A religious people, they might have read this as God’s rebuke. They could have extrapolated that the difficulties were the Lord’s way of telling them that the elements of Western culture were not suitable for this new land. Such thoughts would surely creep in and affect morale, and as we all know, sometimes morale is the only thing to carry us through trying times. Beaten up by the weather, fighting rock and snow, as well as frightened of “savage” attacks, the settlers needed a sign for inspiration. That sign eventually came in the form of an apple.
Simultaneous to the struggles of the Pilgrims, apple trees were also trying to define themselves in the New World. While it was unnoticeable at first, the settlers soon realized that something interesting was occurring with these trees. Not only did they seem okay with the harsher temperatures and rocky soils, but after a decade or two growing to fruit-bearing age, proof eventually came that the trees were more suitable here than in old England. The apple tree, having worked its roots around heavier, rocky soil, produced a fruit with superior taste-intensity, becoming the first element of Western culture to surpass Europe’s nurturing. Finally, empirical and divine proof that Western civilization could succeed in North America!

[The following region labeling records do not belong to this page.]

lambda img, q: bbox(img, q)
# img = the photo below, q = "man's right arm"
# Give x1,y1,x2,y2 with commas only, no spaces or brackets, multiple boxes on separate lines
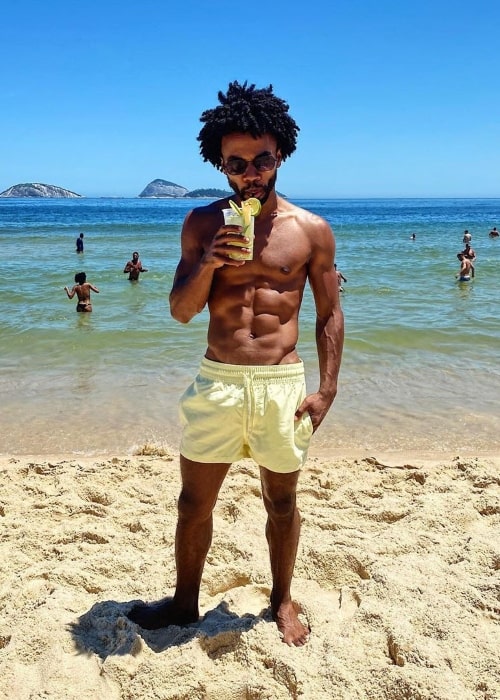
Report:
169,210,245,323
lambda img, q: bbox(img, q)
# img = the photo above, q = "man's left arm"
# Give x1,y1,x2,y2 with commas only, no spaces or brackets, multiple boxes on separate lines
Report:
296,219,344,431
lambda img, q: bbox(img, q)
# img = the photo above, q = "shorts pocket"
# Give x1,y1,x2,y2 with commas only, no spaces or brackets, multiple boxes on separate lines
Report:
294,411,313,450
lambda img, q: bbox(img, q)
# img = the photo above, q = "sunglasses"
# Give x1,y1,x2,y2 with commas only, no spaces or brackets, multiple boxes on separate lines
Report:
223,153,278,175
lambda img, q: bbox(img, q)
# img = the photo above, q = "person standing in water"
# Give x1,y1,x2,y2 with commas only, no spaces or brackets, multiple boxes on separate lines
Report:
64,270,99,313
123,251,147,282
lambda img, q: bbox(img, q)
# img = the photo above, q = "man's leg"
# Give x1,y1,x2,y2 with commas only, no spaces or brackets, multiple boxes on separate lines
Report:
260,467,309,646
128,455,230,629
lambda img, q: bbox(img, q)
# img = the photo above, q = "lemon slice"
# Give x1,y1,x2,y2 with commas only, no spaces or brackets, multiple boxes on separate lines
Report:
243,197,262,216
241,200,252,226
229,199,242,216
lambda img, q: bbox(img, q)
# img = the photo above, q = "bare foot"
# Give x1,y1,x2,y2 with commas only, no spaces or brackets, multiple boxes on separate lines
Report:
127,598,199,630
273,601,311,647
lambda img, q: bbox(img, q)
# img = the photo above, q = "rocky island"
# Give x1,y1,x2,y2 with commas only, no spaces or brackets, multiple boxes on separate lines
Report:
0,182,82,198
139,178,232,199
0,179,233,199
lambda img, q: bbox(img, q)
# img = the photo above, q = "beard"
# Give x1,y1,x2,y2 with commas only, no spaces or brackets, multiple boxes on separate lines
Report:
227,171,278,204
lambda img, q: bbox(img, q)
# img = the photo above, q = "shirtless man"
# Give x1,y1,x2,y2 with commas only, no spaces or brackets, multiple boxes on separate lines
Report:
64,272,99,312
333,263,347,292
123,251,147,281
462,243,476,277
455,253,474,282
128,82,344,646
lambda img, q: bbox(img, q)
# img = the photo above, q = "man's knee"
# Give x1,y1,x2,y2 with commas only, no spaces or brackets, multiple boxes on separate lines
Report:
177,489,215,521
264,493,297,520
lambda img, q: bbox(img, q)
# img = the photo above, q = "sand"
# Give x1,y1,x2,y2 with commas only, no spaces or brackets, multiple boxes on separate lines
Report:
0,451,500,700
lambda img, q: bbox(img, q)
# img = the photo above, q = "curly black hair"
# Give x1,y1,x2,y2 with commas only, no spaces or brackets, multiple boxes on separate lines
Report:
197,81,300,170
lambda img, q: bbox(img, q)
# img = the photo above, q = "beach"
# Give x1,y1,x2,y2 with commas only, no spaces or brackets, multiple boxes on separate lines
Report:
0,199,500,700
0,445,500,700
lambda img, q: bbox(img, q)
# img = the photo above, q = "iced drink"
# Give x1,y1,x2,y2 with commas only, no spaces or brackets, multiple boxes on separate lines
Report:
222,209,255,260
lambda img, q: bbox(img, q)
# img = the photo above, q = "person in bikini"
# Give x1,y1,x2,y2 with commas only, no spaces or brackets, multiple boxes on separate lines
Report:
455,253,474,282
123,251,147,282
64,272,99,312
127,82,344,646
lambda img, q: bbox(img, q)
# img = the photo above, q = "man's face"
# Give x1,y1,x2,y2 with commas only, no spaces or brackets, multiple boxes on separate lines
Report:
221,133,281,204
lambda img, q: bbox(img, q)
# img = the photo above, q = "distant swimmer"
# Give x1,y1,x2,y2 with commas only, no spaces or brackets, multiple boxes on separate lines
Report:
76,233,83,253
123,251,147,281
457,243,476,277
455,253,474,282
333,263,347,292
64,272,99,313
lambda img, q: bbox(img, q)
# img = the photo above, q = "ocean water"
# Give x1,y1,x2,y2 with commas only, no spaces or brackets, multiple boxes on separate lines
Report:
0,199,500,454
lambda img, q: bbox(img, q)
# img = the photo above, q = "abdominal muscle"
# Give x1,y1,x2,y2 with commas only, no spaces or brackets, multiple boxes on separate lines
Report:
206,286,301,365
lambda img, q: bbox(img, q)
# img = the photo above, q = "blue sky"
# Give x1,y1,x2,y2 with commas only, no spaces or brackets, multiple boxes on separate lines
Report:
0,0,500,197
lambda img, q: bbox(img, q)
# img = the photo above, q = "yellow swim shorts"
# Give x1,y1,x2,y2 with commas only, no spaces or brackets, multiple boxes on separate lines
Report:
179,358,313,473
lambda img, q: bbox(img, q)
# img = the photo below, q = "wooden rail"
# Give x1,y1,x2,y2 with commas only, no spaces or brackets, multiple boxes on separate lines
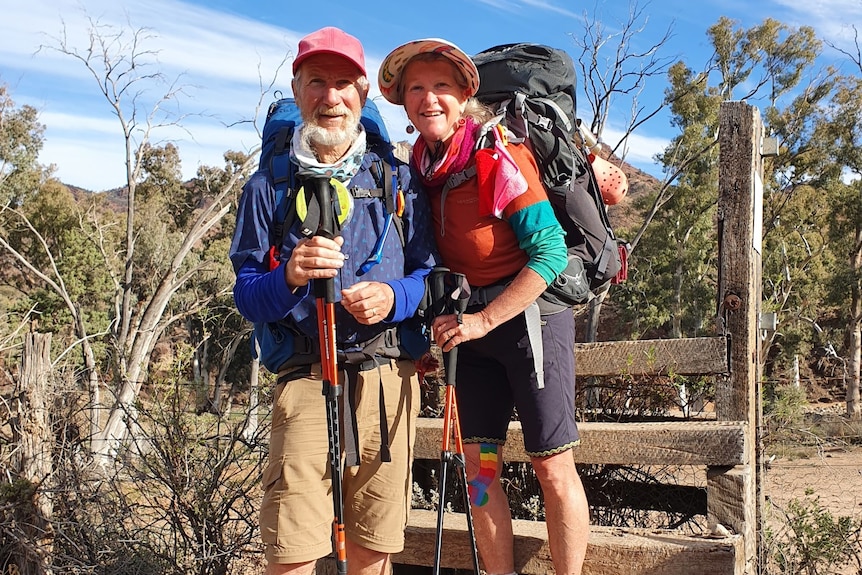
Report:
575,337,730,378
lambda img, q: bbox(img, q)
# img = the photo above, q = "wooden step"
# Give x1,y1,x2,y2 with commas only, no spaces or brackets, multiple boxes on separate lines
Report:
393,509,744,575
414,414,748,467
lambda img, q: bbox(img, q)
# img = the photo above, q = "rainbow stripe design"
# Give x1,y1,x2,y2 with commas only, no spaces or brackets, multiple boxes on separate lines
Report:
467,443,499,507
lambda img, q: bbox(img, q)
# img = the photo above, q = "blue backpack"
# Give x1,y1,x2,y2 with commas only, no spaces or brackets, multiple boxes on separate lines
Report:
253,98,416,373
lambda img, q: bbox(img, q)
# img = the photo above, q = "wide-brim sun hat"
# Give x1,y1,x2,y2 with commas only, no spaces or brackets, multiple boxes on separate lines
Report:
377,38,479,106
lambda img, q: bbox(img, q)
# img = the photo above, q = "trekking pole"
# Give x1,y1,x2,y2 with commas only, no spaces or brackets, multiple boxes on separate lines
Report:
307,178,347,575
431,268,480,575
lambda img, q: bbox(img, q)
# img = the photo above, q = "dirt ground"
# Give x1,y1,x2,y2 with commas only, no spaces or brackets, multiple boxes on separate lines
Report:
763,404,862,575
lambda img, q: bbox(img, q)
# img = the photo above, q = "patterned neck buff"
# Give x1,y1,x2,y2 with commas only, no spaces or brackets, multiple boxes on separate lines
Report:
290,124,365,185
412,118,479,196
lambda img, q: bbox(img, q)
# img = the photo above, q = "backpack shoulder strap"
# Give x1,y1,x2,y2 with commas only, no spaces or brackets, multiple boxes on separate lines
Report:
371,150,406,247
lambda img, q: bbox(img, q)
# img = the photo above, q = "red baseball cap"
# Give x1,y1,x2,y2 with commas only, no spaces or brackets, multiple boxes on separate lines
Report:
293,26,367,76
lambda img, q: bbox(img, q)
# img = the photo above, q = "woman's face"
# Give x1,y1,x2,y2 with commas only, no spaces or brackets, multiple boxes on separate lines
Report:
402,60,467,144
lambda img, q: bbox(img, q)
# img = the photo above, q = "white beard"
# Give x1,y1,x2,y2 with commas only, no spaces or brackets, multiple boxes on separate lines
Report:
302,107,359,149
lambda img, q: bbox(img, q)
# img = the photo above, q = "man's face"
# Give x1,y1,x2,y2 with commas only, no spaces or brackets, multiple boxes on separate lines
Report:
293,54,365,151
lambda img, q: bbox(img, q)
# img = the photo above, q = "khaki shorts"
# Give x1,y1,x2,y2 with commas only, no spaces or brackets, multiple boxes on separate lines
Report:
260,360,420,563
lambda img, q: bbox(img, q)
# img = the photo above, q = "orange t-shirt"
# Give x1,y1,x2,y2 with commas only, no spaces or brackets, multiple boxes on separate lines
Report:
429,143,548,286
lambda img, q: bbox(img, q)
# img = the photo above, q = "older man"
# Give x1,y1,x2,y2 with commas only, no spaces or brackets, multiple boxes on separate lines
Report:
230,27,436,575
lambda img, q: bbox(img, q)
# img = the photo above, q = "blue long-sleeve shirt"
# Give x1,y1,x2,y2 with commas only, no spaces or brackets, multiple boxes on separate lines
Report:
230,144,439,358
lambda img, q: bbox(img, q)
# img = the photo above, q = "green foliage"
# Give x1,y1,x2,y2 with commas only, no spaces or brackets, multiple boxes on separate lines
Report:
766,498,862,575
0,84,46,205
763,385,808,431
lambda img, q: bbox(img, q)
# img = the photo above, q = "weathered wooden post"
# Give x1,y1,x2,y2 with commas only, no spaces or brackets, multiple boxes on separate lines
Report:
12,333,54,575
708,102,763,574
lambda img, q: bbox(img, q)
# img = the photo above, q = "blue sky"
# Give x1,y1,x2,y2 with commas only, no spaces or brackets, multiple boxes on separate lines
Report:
0,0,862,190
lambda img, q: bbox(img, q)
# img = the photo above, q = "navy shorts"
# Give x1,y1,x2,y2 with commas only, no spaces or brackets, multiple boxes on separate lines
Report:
455,309,579,456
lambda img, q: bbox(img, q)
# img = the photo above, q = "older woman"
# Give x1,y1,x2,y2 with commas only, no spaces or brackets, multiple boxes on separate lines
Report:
378,39,589,574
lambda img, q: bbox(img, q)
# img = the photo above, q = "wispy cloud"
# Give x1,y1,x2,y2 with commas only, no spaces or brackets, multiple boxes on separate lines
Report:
0,0,301,190
470,0,583,20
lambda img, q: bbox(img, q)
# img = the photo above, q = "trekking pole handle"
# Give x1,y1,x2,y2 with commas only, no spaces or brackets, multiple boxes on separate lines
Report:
308,178,335,303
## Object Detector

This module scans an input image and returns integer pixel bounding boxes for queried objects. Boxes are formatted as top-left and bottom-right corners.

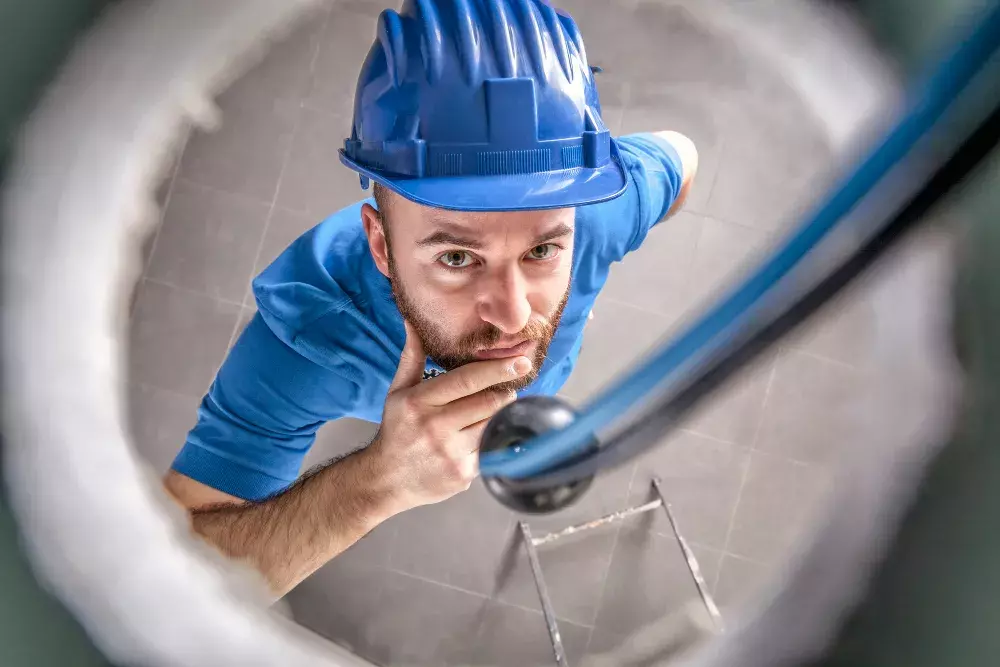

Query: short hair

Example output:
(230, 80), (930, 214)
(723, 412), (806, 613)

(372, 183), (392, 228)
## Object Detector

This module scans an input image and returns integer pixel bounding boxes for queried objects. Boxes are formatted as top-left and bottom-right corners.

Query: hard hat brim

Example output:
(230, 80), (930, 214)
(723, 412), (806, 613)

(340, 151), (628, 211)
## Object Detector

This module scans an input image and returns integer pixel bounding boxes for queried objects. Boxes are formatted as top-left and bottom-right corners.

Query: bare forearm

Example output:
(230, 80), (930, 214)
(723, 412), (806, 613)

(192, 452), (397, 595)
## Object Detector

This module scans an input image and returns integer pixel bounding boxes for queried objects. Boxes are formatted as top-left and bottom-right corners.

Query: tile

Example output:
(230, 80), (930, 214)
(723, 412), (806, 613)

(785, 284), (876, 368)
(461, 602), (590, 667)
(580, 628), (632, 667)
(230, 6), (330, 102)
(125, 383), (201, 475)
(557, 0), (747, 92)
(602, 211), (702, 317)
(622, 85), (723, 212)
(390, 482), (515, 595)
(601, 103), (625, 137)
(243, 207), (320, 306)
(495, 527), (618, 626)
(595, 525), (700, 634)
(629, 431), (749, 549)
(705, 87), (833, 232)
(277, 108), (371, 218)
(683, 352), (775, 447)
(337, 517), (399, 568)
(580, 600), (711, 667)
(129, 280), (240, 396)
(334, 0), (390, 19)
(727, 451), (830, 563)
(305, 8), (377, 117)
(515, 461), (635, 537)
(371, 572), (489, 666)
(681, 544), (724, 595)
(178, 89), (299, 204)
(715, 554), (771, 618)
(754, 350), (868, 463)
(302, 417), (378, 470)
(284, 559), (390, 662)
(146, 179), (268, 302)
(562, 295), (675, 402)
(686, 217), (768, 311)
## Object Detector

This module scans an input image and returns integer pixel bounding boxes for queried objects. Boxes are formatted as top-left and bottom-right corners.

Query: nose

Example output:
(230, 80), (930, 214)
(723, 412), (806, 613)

(479, 268), (531, 334)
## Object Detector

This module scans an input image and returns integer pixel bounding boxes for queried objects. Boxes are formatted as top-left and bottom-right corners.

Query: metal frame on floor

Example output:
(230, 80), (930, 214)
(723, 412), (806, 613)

(519, 478), (723, 667)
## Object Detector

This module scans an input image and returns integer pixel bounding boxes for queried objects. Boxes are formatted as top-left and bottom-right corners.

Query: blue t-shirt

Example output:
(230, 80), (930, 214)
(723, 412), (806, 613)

(173, 134), (682, 500)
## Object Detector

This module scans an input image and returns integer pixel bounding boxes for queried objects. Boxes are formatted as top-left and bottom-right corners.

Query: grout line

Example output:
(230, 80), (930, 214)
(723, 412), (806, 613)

(139, 149), (187, 282)
(587, 520), (635, 644)
(385, 566), (492, 601)
(695, 133), (726, 211)
(235, 5), (332, 314)
(143, 278), (243, 308)
(780, 345), (863, 373)
(132, 380), (202, 401)
(719, 357), (778, 556)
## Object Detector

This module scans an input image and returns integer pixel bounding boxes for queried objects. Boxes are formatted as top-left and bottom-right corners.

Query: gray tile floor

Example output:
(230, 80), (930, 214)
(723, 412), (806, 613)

(129, 0), (892, 666)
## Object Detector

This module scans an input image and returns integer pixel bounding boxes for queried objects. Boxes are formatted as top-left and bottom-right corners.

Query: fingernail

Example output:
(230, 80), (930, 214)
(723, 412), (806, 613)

(514, 357), (531, 375)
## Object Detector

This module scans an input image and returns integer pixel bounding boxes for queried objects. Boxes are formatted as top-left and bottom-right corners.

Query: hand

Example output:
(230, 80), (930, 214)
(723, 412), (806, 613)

(366, 323), (531, 513)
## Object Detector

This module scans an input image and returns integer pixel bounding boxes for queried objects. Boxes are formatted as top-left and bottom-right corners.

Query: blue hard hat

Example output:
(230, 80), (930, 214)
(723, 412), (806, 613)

(340, 0), (628, 211)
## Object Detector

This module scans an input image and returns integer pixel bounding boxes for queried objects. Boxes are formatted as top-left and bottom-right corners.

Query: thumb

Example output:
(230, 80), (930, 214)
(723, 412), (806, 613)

(389, 320), (427, 391)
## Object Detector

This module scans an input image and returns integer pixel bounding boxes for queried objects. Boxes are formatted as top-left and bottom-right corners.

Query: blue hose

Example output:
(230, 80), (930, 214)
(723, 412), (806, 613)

(479, 2), (1000, 479)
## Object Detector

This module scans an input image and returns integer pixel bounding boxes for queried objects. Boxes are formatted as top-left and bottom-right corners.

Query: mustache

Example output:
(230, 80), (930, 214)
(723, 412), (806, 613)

(458, 317), (555, 354)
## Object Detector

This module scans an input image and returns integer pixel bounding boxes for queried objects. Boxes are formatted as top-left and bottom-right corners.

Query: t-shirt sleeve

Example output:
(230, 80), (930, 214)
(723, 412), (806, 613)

(172, 315), (357, 500)
(594, 133), (684, 261)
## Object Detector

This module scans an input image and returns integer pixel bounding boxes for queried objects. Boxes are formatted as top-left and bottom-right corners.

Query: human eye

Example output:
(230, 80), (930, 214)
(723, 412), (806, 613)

(528, 243), (560, 260)
(438, 250), (476, 269)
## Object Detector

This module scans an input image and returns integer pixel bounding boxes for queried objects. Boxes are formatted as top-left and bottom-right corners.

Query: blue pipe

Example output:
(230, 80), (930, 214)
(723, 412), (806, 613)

(479, 2), (1000, 479)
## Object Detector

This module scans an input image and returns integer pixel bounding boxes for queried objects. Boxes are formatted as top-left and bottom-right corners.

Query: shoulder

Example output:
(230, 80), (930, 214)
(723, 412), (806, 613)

(577, 133), (684, 263)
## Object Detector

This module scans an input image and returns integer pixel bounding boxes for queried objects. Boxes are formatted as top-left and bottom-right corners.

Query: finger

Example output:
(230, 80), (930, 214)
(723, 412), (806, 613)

(437, 389), (517, 430)
(462, 419), (490, 455)
(461, 451), (479, 479)
(420, 357), (531, 406)
(389, 320), (427, 392)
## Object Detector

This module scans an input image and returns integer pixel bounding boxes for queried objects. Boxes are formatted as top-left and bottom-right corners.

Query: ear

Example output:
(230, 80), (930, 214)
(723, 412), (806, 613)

(361, 204), (389, 277)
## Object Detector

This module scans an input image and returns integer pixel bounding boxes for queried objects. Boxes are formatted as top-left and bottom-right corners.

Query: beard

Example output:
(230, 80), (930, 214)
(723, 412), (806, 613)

(389, 250), (570, 391)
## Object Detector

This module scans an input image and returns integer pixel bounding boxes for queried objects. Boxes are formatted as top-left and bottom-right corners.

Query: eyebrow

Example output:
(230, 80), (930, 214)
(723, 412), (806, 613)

(417, 222), (573, 250)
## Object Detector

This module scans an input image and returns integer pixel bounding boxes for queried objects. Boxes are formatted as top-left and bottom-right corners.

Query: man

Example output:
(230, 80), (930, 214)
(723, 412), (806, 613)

(165, 0), (697, 594)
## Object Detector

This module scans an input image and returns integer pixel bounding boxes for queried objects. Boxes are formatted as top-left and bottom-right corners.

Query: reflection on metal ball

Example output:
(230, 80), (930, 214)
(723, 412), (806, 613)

(479, 396), (597, 514)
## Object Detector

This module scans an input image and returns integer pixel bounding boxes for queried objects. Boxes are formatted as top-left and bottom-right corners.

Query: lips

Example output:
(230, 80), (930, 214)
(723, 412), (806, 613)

(476, 340), (536, 359)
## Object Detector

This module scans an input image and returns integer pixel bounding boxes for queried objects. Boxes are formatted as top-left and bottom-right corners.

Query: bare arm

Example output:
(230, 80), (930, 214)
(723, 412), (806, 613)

(165, 320), (530, 596)
(167, 450), (392, 596)
(653, 130), (698, 219)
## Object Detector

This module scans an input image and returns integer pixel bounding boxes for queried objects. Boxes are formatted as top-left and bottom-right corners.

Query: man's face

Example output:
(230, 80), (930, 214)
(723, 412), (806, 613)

(362, 190), (574, 390)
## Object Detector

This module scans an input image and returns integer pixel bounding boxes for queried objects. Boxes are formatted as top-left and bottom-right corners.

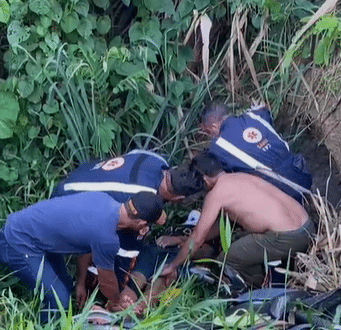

The goal was clear: Follow the apple.
The success of the tree in the Northeast is not surprising to us now that we know more about the extended history of Malus domestica. Pomologists (those who study the science of apples) currently believe they originated in Central Asia in the foothills of the Tien Shan Mountains where the climate, latitude, and terrain more closely resemble the extremes of New England than they do old England. But having the fruit do better here became America’s original boasting point. It became known as America’s fruit, sort of like a colonial In your face!
Over time American apples only became more highly esteemed, and even as war was brewing with the mother country, apples were being exported back to England. Their praise was sung by famous men and women on both sides of the Atlantic. And by the end of the nineteenth century, American apple varieties were being grown worldwide. Even today American cultivars (short for “cultivated varieties”), including some of those early heirloom varieties, disproportionately dominate global markets. The apple is unquestionably America’s fruit—that is, if America starts with Western culture.